Макарский улыбнулся.

– Иди, Катя. И направь свою энергию в другое русло. Я не изменю своего решения. А то вижу, ты задумала снова меня просить, как только минутка свободная выдастся. Так вот, не нужно.

Щелкает нас, как орешки. Каждое мое слово заранее знает, вот что делают немалый опыт и недюжинный ум. Если я навскидку вижу, на что человек способен, то главный сыскарь отдела, вероятно, напоминает рентген, который сканирует и вовсе насквозь.

Гулко шагая по коридору, я судорожно вспоминала, что нужно сделать дальше, чем себя занять.

Написать отчет. И все. И придумать работу для Юлика, пусть даже копать от забора до обеда. Тогда он будет занят и не увидит… лишнего.

В своей комнате я уселась за стол, пока Юлик, примостившись на углу, сердито поглядывал на меня и изо всех сил молчал. Видимо, безмолвно вызывал во мне муки совести.

Наивнее только младенцы, ей-богу!

– Чего расселся? Бери бумагу и пиши отчет по поводу происшествия – водопляса. Проверю.

– Но я же не участвовал!

– Пиши, как будто ты участвовал. Прибежал на место и нашел человека в обмороке. Пиши, что нужно делать дальше. Проверю.

Он молча засопел, доставая из ящика бумагу и карандаш. Ничего, пусть привыкает. Когда Юлик пришел к нам на службу, он был уверен, что в сыске только и делают с утра до вечера, что в засаде сидят да за преступниками бегают. А по факту бо`льшую часть времени убиваешь на заполнение разнообразных бумаг.

И мне писать нужно.

Спешить было некуда: за последний случай кражи, которые мне в последнее время выдавали для расследования, я отчиталась еще утром. Так что теперь только по водоплясу остался.

Отчет получился длинный и детальный. Даже не знала, что столько подробностей запомнила, вплоть до цвета одежды пострадавшего и количества окон у ближайшего здания. Обычно такую мелочовку не пишут, но иначе дела закончатся и придется куда-нибудь идти, а кроме работы идти мне некуда.

Дело шло к концу, когда в дверь постучали.

– Катя, ты здесь?

Юлик тут же насупился, уставившись в свои бумажки, где накорябал от силы полстраницы.

– Да, Федор, заходи.

– Так и знал, что ты тут.

Он вошел и остановился у двери, прислонившись спиной к стене и сложив руки на груди.

Я промолчала. Конечно, он знал, с чего было бы иначе? Я бо`льшую часть жизни на работе провожу, по крайней мере, когда начальство не упрямится и мне эту работу дает.

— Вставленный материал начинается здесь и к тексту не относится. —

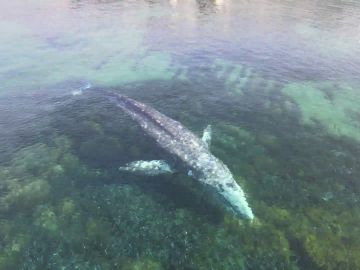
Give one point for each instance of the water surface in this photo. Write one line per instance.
(278, 80)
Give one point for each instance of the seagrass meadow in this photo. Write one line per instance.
(279, 81)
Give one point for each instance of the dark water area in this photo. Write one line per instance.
(279, 81)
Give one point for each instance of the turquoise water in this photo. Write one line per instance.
(279, 81)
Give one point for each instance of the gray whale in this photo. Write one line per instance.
(192, 151)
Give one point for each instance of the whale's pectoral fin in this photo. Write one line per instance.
(148, 167)
(206, 138)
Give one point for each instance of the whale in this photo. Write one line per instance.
(192, 151)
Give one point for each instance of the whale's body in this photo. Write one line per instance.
(193, 152)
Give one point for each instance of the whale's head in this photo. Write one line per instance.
(229, 192)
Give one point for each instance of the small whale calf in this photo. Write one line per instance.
(192, 151)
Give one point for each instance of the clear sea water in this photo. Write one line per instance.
(279, 81)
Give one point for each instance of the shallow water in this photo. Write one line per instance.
(278, 80)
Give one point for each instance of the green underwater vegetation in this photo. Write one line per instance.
(65, 207)
(334, 106)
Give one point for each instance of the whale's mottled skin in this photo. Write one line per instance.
(191, 150)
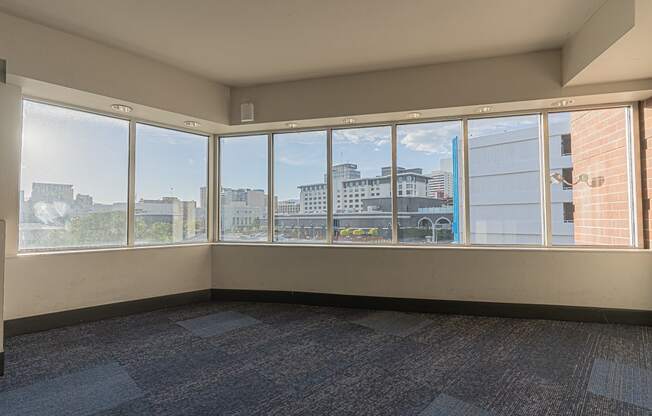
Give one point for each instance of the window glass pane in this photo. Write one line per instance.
(504, 178)
(243, 194)
(74, 179)
(427, 180)
(171, 186)
(300, 195)
(589, 189)
(362, 202)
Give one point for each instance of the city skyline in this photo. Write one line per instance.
(94, 150)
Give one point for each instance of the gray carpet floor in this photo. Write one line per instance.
(238, 358)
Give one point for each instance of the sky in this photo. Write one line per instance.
(91, 152)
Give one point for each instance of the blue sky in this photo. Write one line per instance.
(91, 152)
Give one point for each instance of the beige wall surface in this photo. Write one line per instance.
(609, 279)
(507, 79)
(45, 283)
(10, 132)
(36, 52)
(2, 283)
(476, 82)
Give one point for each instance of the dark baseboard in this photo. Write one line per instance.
(504, 310)
(95, 313)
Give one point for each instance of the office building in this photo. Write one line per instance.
(325, 208)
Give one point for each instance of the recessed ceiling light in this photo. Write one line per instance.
(563, 103)
(122, 108)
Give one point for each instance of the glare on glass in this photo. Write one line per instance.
(243, 188)
(362, 201)
(428, 177)
(300, 194)
(504, 180)
(74, 179)
(589, 181)
(171, 186)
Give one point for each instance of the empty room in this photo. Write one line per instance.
(303, 207)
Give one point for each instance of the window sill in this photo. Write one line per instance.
(48, 252)
(476, 247)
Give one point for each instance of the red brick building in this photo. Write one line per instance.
(599, 150)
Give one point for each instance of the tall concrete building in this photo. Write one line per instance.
(440, 184)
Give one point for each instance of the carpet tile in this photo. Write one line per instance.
(261, 359)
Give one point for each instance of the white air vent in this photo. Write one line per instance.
(247, 112)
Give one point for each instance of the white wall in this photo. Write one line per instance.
(608, 279)
(436, 90)
(45, 283)
(36, 52)
(2, 284)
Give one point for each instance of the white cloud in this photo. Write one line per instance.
(435, 139)
(377, 136)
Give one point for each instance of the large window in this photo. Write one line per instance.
(74, 179)
(243, 190)
(427, 182)
(589, 180)
(504, 180)
(361, 180)
(171, 186)
(300, 193)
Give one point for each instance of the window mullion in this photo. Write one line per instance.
(270, 188)
(131, 197)
(394, 187)
(466, 203)
(329, 186)
(544, 163)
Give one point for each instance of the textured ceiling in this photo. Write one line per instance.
(245, 42)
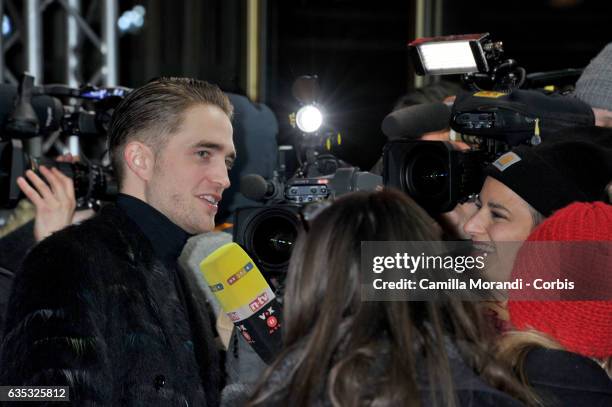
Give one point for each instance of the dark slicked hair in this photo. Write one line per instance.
(154, 111)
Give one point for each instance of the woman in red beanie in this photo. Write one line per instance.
(563, 349)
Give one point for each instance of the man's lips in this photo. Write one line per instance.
(484, 247)
(211, 199)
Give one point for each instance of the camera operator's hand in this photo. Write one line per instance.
(54, 201)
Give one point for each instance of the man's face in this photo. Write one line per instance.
(502, 215)
(191, 170)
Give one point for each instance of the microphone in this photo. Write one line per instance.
(413, 121)
(48, 109)
(257, 188)
(246, 298)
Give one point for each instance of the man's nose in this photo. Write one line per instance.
(220, 176)
(475, 225)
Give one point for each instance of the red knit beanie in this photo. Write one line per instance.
(583, 327)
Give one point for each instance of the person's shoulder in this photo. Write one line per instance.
(559, 368)
(78, 248)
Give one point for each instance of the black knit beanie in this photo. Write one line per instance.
(573, 165)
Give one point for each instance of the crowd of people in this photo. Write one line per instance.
(100, 303)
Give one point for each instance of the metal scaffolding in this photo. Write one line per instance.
(29, 28)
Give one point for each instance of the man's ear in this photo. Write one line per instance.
(140, 159)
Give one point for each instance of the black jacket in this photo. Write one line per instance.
(93, 309)
(567, 379)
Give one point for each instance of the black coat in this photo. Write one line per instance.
(566, 379)
(93, 309)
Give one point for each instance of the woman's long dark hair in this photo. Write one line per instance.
(365, 353)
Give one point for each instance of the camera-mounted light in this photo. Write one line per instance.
(309, 119)
(454, 54)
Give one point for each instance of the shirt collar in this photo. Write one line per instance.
(167, 238)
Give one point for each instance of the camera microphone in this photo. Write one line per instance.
(413, 121)
(257, 188)
(246, 298)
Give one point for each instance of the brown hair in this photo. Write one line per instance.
(340, 340)
(155, 110)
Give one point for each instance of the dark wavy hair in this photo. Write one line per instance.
(337, 343)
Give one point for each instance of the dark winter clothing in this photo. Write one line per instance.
(103, 308)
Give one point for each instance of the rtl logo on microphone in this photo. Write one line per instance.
(260, 301)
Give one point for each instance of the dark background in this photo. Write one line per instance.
(356, 47)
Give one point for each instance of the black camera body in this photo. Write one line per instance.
(268, 232)
(38, 111)
(438, 176)
(433, 173)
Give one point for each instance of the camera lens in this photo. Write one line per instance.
(426, 173)
(271, 237)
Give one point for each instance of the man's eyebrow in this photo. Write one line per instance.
(214, 146)
(495, 205)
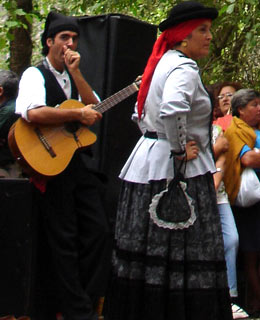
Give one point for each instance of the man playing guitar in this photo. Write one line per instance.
(74, 218)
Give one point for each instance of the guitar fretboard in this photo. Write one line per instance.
(116, 98)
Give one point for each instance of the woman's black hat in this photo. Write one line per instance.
(57, 22)
(185, 11)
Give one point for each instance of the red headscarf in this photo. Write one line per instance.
(166, 41)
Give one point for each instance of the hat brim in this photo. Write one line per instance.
(209, 13)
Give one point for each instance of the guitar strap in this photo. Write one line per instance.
(54, 93)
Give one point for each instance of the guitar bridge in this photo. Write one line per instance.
(45, 142)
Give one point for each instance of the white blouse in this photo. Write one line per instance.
(178, 108)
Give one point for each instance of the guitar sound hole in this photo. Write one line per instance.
(72, 127)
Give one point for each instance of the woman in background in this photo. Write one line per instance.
(244, 141)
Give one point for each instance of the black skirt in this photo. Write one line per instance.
(167, 274)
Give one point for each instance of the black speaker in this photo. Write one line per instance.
(16, 247)
(114, 50)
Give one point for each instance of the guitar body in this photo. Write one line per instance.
(48, 149)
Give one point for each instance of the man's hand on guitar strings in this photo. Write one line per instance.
(89, 116)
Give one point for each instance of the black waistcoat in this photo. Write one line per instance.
(54, 93)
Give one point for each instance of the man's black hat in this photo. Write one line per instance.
(185, 11)
(57, 22)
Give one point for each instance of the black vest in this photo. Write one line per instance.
(54, 93)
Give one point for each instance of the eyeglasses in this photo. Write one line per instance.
(228, 94)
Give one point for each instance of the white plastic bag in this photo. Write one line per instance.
(249, 191)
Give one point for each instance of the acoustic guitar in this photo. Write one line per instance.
(46, 150)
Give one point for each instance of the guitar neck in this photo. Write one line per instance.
(116, 98)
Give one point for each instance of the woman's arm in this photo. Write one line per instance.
(251, 159)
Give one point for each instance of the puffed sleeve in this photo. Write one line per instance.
(179, 90)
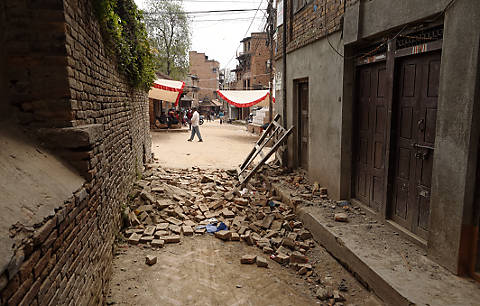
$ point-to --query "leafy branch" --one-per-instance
(124, 33)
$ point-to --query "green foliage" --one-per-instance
(125, 35)
(168, 27)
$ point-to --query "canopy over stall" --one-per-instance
(166, 90)
(246, 98)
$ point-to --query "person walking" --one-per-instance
(220, 115)
(195, 126)
(189, 119)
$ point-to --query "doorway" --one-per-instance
(413, 139)
(302, 123)
(370, 136)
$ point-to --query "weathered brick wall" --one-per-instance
(312, 22)
(259, 55)
(62, 80)
(202, 67)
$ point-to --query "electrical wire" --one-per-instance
(448, 6)
(248, 29)
(207, 12)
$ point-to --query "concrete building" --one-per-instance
(382, 95)
(74, 137)
(190, 92)
(207, 71)
(252, 70)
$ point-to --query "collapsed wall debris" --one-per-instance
(168, 205)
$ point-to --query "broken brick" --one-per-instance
(262, 262)
(150, 260)
(248, 259)
(224, 235)
(157, 243)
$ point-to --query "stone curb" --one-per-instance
(347, 257)
(170, 131)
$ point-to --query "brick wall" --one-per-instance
(257, 71)
(68, 91)
(312, 22)
(202, 67)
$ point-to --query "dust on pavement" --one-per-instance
(204, 270)
(224, 146)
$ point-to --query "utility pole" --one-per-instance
(270, 33)
(284, 61)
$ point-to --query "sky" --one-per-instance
(218, 35)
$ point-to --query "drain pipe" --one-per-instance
(284, 61)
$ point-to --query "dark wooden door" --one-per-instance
(416, 91)
(303, 124)
(370, 136)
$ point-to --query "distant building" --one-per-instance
(208, 73)
(252, 71)
(191, 92)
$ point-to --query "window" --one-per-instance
(299, 4)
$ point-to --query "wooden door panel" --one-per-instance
(409, 73)
(433, 78)
(406, 122)
(400, 199)
(369, 141)
(416, 100)
(303, 124)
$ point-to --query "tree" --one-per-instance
(168, 27)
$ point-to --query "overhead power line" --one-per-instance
(245, 35)
(205, 12)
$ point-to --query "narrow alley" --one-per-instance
(171, 218)
(227, 152)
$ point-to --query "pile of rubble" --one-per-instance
(168, 204)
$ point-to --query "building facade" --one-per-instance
(80, 137)
(382, 97)
(208, 73)
(252, 71)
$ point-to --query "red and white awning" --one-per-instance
(166, 90)
(246, 98)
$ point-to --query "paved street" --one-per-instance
(205, 269)
(224, 147)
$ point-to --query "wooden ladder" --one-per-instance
(273, 131)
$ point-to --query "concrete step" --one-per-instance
(397, 270)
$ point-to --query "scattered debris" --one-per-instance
(341, 217)
(248, 259)
(169, 205)
(262, 262)
(150, 260)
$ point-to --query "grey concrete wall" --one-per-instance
(3, 64)
(324, 70)
(453, 181)
(375, 16)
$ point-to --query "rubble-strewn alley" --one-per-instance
(157, 259)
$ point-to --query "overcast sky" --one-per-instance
(218, 35)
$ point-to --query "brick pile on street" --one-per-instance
(168, 205)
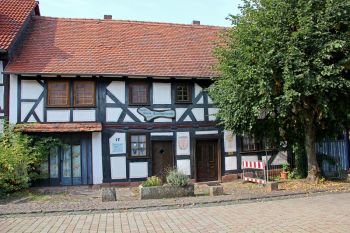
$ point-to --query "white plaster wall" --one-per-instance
(97, 158)
(30, 89)
(231, 163)
(84, 115)
(179, 112)
(138, 170)
(113, 114)
(184, 165)
(118, 167)
(58, 115)
(161, 93)
(117, 88)
(198, 113)
(13, 99)
(138, 115)
(25, 109)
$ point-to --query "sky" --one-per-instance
(209, 12)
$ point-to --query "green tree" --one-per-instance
(20, 157)
(284, 71)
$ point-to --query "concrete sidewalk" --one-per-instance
(325, 213)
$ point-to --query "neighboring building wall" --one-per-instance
(2, 96)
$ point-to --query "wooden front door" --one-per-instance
(162, 158)
(207, 160)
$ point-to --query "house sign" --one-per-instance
(153, 114)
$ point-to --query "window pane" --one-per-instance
(54, 162)
(58, 94)
(183, 93)
(84, 93)
(44, 169)
(76, 161)
(139, 93)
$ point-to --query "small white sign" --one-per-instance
(117, 144)
(183, 143)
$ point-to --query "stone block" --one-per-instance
(216, 190)
(108, 194)
(229, 177)
(167, 191)
(271, 186)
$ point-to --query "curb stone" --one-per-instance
(175, 205)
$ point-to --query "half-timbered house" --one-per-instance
(127, 98)
(15, 16)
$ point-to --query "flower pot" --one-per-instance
(284, 175)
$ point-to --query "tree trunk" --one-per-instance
(310, 139)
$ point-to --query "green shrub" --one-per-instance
(177, 178)
(285, 167)
(295, 174)
(152, 181)
(20, 156)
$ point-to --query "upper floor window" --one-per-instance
(58, 94)
(84, 93)
(248, 143)
(139, 93)
(183, 93)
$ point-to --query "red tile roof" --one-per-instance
(59, 127)
(13, 13)
(114, 47)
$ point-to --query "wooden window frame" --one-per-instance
(147, 145)
(144, 83)
(49, 94)
(74, 96)
(256, 146)
(189, 89)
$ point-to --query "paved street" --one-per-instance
(326, 213)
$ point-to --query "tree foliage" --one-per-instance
(284, 71)
(20, 157)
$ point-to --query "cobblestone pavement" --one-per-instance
(326, 213)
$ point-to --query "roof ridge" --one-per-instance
(131, 22)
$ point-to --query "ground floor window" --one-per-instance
(68, 164)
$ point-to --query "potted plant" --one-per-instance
(178, 185)
(284, 172)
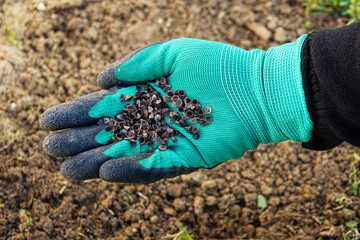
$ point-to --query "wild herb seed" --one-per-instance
(145, 120)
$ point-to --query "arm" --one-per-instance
(331, 80)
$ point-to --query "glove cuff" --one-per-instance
(284, 91)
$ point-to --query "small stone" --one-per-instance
(211, 201)
(174, 190)
(154, 219)
(265, 189)
(179, 204)
(208, 184)
(198, 205)
(249, 174)
(133, 215)
(169, 211)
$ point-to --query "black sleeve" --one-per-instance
(331, 80)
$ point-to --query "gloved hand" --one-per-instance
(255, 96)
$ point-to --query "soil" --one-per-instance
(52, 53)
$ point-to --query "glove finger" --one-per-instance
(140, 66)
(76, 140)
(85, 110)
(144, 168)
(86, 165)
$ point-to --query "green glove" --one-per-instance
(255, 96)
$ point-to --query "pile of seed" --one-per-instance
(145, 120)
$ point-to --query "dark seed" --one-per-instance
(187, 101)
(195, 130)
(110, 128)
(201, 122)
(176, 103)
(170, 93)
(157, 118)
(132, 142)
(131, 134)
(209, 120)
(163, 81)
(162, 147)
(182, 93)
(193, 121)
(188, 129)
(122, 97)
(207, 110)
(128, 98)
(118, 136)
(142, 140)
(173, 98)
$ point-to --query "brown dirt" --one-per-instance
(47, 57)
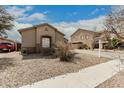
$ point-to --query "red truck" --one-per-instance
(4, 46)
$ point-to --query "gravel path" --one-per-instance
(16, 71)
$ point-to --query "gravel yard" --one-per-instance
(116, 81)
(16, 70)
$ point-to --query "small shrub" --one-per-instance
(48, 51)
(24, 51)
(108, 46)
(85, 46)
(64, 53)
(115, 42)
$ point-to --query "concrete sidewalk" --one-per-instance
(89, 77)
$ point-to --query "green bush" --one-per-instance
(48, 51)
(115, 42)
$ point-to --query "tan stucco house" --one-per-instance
(85, 37)
(39, 37)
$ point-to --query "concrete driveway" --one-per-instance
(85, 78)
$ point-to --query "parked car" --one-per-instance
(4, 46)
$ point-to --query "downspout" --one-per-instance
(35, 39)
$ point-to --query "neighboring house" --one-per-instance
(3, 39)
(40, 37)
(85, 37)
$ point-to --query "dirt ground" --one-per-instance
(17, 70)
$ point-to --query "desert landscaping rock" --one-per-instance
(117, 81)
(33, 68)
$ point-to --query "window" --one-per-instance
(87, 37)
(46, 42)
(82, 37)
(46, 29)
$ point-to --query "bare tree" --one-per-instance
(115, 22)
(5, 21)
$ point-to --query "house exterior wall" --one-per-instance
(59, 38)
(32, 39)
(84, 36)
(28, 38)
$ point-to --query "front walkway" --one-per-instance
(89, 77)
(104, 53)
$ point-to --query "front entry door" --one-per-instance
(45, 42)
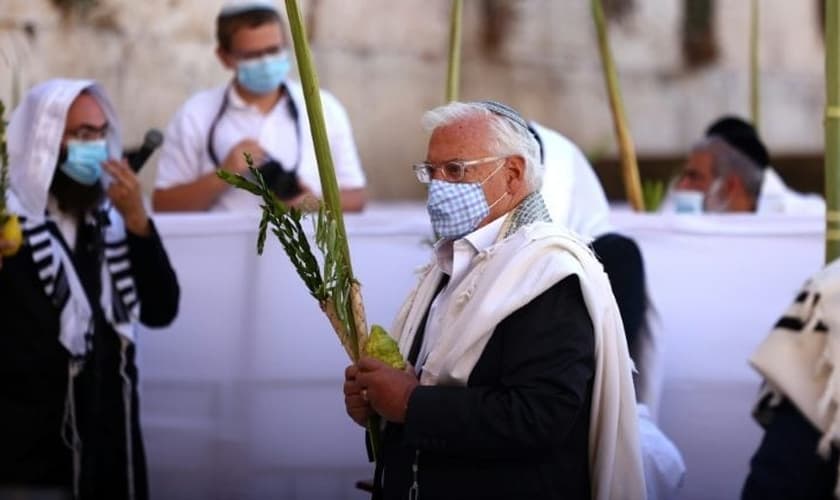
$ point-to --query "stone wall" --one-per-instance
(386, 61)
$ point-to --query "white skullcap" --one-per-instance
(231, 7)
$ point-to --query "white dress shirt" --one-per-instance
(455, 259)
(184, 155)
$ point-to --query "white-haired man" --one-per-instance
(524, 387)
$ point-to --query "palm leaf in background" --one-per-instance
(832, 130)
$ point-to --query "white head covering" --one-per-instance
(231, 7)
(34, 137)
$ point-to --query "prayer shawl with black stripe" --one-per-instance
(800, 359)
(35, 133)
(51, 256)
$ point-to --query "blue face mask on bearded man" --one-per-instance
(76, 184)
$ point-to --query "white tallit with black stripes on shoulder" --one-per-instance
(50, 254)
(800, 359)
(35, 133)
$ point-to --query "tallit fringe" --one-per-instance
(127, 407)
(827, 406)
(73, 441)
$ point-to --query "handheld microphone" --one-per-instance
(137, 158)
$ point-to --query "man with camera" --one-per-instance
(262, 113)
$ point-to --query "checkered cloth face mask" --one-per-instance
(456, 208)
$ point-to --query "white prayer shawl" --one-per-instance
(572, 192)
(800, 359)
(505, 277)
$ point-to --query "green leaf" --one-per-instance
(239, 182)
(263, 231)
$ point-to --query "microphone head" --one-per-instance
(153, 139)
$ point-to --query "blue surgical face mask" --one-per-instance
(84, 161)
(457, 208)
(265, 74)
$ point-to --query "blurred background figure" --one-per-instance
(729, 171)
(623, 263)
(572, 190)
(91, 267)
(261, 112)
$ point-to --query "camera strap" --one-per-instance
(293, 112)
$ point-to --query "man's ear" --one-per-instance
(225, 58)
(515, 174)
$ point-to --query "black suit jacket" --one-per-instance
(34, 380)
(520, 427)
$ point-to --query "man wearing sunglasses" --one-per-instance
(260, 112)
(520, 382)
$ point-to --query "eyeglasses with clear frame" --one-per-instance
(452, 170)
(88, 132)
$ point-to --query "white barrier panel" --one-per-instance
(242, 394)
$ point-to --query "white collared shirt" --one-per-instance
(184, 156)
(455, 259)
(776, 197)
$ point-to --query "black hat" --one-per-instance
(742, 136)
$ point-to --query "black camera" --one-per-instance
(285, 184)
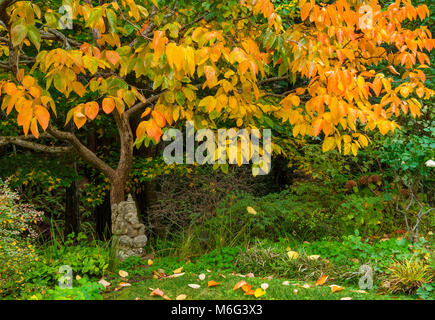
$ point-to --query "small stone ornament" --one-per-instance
(126, 227)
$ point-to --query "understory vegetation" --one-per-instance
(346, 211)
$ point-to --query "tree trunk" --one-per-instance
(72, 207)
(103, 219)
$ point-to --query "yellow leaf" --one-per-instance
(321, 281)
(213, 283)
(259, 292)
(335, 288)
(123, 274)
(251, 210)
(240, 284)
(328, 144)
(178, 270)
(293, 255)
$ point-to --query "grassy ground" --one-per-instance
(276, 290)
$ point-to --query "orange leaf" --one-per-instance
(240, 284)
(10, 88)
(113, 57)
(335, 288)
(159, 118)
(43, 116)
(250, 292)
(91, 110)
(154, 131)
(108, 105)
(160, 293)
(213, 283)
(321, 281)
(79, 119)
(34, 128)
(246, 287)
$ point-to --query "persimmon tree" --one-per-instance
(211, 62)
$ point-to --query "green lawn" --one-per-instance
(276, 290)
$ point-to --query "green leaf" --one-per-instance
(18, 32)
(34, 36)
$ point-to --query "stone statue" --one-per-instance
(126, 227)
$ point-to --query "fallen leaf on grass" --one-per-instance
(178, 270)
(124, 284)
(176, 275)
(246, 287)
(123, 274)
(160, 293)
(239, 284)
(251, 210)
(321, 281)
(213, 283)
(335, 288)
(259, 292)
(250, 292)
(313, 257)
(104, 283)
(293, 255)
(360, 291)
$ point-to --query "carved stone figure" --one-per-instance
(126, 227)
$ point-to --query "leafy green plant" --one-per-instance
(83, 289)
(407, 276)
(17, 234)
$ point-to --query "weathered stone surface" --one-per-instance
(131, 233)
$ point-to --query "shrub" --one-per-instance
(408, 276)
(83, 290)
(86, 258)
(272, 260)
(17, 232)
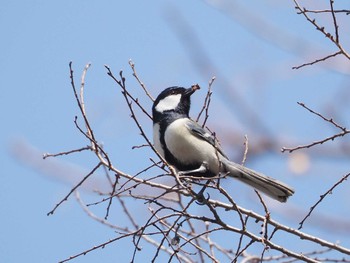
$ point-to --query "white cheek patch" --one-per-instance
(168, 103)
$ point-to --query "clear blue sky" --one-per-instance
(252, 47)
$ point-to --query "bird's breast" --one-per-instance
(187, 148)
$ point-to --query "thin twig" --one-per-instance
(323, 196)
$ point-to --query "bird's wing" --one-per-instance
(204, 134)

– Юлик, выйди, чаю сделай пока, – попросила я. А то будет каждое слово ловить, бездарно делая вид, будто занят делом и не подслушивает.

В очередной раз зыркнув на Федора, мой юный помощник встал и с достоинством, как он полагал, удалился за дверь. Ох уж эти юнцы, простые, как раскрытая книга. Даже скучно временами.

– Что-то случилось?

Федор остался стоять у двери. С работы идет, судя по усталому виду. И вроде улыбается, как обычно, а на душе как-то неспокойно. Слишком хорошо мы друг друга знаем. Его легкую куртку я сама помогала выбирать, про стрижку сама напоминала, когда была пора идти стричься, и каждый жест изучила досконально. Таким отстраненным он остается, только если вопрос серьезный.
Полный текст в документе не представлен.